Many people have heard, “If you save $100 a month, you’ll be a millionaire.” Although this is true, it takes about 50 years. Who wants a million dollars in 50 years?

And, this idea ignores one small but thorny detail: inflation. Inflation will eat up that million dollars just as fast as it is saved. Because in 50 years a million dollars will not be worth much. Maybe it will be worth $10,000. Or $1,000. Or nothing.

So, what’s the point. The point is that inflation is rising right now, and most people are completely unaware. They believe when the government says, “Inflation is low.” This is simply a lie.

If you look at the price of food, housing, gasoline and energy its obvious that inflation is not low. And, if you compare the prices with 5 years ago, the dollar has lost half its value.

You will reach the same conclusion if you compare the value of a dollar with other currencies. Compared to the British Pound, Euro and even the Japanese Yen(!), the dollar has lost a large percentage of its value compared to 5 years ago.

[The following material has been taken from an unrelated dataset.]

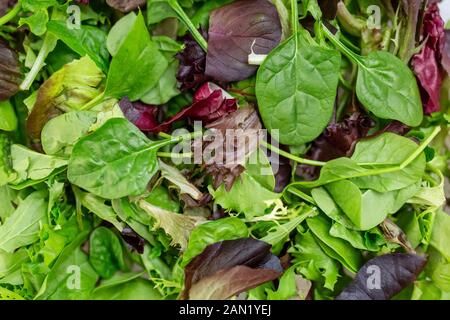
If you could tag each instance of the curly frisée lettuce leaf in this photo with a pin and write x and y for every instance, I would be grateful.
(68, 89)
(229, 267)
(177, 226)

The important thing to learn from all this is that our financial success is not determined by how much we can save, but more by how well we use what we save. That means how much money we can make from our savings. For most people, that means a CD or money market account. These investments pay much less than inflation, so the people who buy them are actually losing money. These investors are certain to lose money, so I suppose that makes it a low risk investment. You have a good idea how much you will lose when you get into the investment!

All this to say that people who save money, follow the conventional wisdom, and believe the government will get screwed. On the other hand, people who get educated, become successful investors, and find a better solution will succeed and have as much money as they want.